When applying to become a permanent resident or a Canadian citizen, you must include a police certificate. If you are applying as a visitor, student or temporary worker, you may also be asked to provide a certificate.

A police certificate is a copy of your criminal record or a statement that you do not have a criminal record. Police certificates are different in each country and territory. They may be called:

  • police clearance certificates,
  • good conduct certificates,
  • judicial record extracts or
  • other names.

Police certificates are used to find out if you have a criminal record. They help visa officers make sure you are not a security risk to Canada.

In general the main applicant and all family members who are 18 or older need to get a police certificate. You will need a police certificate from any country or territory that you have spent six months or more since the age of 18.

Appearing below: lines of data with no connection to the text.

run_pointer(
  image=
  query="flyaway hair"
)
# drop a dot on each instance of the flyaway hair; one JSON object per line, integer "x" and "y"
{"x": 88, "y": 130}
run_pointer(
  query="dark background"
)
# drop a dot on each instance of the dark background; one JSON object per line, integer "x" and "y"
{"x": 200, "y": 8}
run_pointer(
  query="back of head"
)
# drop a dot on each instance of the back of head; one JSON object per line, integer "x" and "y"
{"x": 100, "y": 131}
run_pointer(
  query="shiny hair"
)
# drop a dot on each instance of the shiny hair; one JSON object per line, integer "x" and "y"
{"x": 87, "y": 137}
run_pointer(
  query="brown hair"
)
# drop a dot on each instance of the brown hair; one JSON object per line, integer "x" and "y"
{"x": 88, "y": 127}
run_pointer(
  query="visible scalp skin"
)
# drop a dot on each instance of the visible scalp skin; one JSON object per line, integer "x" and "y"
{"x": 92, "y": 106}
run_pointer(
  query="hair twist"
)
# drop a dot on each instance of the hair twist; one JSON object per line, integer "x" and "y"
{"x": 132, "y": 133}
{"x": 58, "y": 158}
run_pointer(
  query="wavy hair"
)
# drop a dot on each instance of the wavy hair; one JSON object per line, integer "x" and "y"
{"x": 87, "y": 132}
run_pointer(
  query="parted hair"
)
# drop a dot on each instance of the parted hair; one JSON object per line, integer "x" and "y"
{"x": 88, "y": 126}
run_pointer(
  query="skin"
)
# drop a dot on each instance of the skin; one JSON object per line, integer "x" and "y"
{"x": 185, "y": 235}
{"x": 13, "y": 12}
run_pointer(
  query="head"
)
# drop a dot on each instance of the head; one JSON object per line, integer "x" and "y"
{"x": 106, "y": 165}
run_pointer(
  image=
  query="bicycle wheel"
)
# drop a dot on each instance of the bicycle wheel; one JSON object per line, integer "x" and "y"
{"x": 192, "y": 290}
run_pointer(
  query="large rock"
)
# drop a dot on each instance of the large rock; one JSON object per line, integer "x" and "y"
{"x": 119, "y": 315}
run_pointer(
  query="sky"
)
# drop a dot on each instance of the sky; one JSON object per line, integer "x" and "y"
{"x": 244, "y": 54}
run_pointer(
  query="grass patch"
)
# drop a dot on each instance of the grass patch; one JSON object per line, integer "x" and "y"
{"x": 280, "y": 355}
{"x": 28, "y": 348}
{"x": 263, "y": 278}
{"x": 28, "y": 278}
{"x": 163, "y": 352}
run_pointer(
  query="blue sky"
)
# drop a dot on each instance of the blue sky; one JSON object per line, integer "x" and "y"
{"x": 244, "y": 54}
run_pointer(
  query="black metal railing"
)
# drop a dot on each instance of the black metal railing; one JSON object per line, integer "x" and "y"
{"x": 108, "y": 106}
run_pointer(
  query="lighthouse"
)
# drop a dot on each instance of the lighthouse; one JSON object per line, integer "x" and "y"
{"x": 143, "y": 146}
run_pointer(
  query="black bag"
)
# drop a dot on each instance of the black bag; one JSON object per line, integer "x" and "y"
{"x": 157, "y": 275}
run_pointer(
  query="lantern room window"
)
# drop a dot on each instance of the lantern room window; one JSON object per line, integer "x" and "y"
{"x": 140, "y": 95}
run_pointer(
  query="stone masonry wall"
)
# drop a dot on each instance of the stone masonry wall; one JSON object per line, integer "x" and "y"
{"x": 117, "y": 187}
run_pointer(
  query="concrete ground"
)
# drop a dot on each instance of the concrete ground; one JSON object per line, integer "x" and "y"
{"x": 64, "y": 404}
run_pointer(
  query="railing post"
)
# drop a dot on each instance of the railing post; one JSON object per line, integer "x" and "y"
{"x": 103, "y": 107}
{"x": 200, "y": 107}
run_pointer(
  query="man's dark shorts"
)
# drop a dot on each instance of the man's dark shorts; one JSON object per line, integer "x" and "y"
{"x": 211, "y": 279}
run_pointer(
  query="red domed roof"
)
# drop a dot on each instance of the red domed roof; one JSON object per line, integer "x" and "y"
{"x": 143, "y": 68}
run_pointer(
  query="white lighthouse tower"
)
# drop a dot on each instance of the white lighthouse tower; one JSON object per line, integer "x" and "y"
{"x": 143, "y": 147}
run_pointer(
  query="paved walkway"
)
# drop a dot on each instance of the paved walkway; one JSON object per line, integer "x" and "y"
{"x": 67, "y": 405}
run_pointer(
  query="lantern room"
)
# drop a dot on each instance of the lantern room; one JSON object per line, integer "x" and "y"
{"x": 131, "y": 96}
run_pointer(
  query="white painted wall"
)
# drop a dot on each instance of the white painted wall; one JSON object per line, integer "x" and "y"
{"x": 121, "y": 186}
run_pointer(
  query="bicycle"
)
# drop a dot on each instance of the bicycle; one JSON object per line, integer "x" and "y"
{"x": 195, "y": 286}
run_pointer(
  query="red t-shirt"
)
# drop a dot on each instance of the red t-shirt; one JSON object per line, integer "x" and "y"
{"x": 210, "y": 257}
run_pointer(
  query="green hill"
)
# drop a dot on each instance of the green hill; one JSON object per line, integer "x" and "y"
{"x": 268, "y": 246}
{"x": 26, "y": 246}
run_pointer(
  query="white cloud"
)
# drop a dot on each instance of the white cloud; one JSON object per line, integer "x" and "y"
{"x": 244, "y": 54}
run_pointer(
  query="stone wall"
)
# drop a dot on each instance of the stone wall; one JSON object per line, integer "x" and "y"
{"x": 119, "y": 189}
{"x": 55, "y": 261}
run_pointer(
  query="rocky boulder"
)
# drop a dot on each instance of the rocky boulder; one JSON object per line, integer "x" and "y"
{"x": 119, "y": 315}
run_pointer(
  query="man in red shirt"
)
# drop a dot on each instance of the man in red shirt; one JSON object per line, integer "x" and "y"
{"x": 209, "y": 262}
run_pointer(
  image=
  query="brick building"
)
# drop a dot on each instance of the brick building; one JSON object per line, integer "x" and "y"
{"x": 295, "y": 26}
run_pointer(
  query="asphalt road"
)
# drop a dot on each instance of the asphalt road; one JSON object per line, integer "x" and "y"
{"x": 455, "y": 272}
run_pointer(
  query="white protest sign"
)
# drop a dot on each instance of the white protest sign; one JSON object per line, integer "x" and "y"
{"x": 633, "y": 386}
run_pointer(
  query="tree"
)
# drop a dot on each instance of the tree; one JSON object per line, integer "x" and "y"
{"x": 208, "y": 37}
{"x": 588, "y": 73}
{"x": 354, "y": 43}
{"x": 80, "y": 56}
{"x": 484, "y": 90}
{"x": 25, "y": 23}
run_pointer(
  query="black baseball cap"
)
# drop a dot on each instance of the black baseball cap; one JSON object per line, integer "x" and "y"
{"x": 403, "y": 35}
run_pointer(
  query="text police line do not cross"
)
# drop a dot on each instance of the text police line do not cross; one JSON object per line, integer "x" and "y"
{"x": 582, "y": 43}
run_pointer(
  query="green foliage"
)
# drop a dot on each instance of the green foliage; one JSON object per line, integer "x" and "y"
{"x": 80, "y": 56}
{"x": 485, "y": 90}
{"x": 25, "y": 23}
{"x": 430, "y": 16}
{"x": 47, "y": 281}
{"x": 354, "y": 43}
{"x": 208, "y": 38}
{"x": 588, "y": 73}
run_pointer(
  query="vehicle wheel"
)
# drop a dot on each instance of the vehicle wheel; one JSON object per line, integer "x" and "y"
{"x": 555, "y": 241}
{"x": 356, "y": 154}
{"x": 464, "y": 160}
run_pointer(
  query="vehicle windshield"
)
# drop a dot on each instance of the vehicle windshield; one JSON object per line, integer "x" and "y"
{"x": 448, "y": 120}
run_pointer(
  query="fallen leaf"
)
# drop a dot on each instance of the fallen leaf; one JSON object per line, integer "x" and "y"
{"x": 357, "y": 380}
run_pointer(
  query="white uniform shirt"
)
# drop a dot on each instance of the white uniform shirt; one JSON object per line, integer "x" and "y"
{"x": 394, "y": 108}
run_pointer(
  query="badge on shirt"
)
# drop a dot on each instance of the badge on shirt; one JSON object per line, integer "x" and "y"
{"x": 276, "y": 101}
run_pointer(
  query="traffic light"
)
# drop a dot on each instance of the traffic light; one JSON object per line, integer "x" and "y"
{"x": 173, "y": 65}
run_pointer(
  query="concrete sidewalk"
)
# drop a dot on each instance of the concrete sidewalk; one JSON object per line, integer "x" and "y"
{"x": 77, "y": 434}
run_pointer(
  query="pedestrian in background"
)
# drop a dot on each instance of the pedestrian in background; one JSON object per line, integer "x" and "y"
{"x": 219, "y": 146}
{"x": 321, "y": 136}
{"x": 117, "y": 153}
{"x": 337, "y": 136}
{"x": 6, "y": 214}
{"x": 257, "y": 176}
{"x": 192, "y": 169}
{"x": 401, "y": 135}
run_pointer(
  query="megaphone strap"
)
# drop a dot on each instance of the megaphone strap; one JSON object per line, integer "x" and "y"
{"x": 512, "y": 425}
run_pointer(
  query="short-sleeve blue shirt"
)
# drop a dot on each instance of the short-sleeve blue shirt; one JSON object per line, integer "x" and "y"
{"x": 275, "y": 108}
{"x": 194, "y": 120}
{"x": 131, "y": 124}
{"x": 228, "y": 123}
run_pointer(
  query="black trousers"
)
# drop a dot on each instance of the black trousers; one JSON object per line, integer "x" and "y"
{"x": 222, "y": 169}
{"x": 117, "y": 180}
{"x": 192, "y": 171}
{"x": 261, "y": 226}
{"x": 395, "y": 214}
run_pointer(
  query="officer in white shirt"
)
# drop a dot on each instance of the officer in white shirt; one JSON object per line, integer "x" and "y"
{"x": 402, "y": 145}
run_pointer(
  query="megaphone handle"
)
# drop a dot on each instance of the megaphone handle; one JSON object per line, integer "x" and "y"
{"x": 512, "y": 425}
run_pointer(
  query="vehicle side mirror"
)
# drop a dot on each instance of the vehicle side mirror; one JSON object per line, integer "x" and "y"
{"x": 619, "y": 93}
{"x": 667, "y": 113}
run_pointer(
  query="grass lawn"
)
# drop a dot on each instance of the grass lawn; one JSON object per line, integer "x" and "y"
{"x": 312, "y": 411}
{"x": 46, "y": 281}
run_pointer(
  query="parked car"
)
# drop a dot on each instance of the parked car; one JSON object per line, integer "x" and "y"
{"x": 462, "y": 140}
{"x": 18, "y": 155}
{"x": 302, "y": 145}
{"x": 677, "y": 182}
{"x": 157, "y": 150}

Depending on the type of application you are submitting will determine at what point you will need to submit the police certificate. To avoid delays, we advise that you should get all of your police certificates as soon as possible, especially if more than one is required, as it may take long to process depending on the country.

In most cases, you must contact the police or government in the relevant country, to ask for a certificate and provide information or documents, such as photographs, fingerprints, or your addresses and dates that you lived in the country or territory and pay a fee.

We will give you detailed instructions on how and when to obtain police certificates that pertain to your application.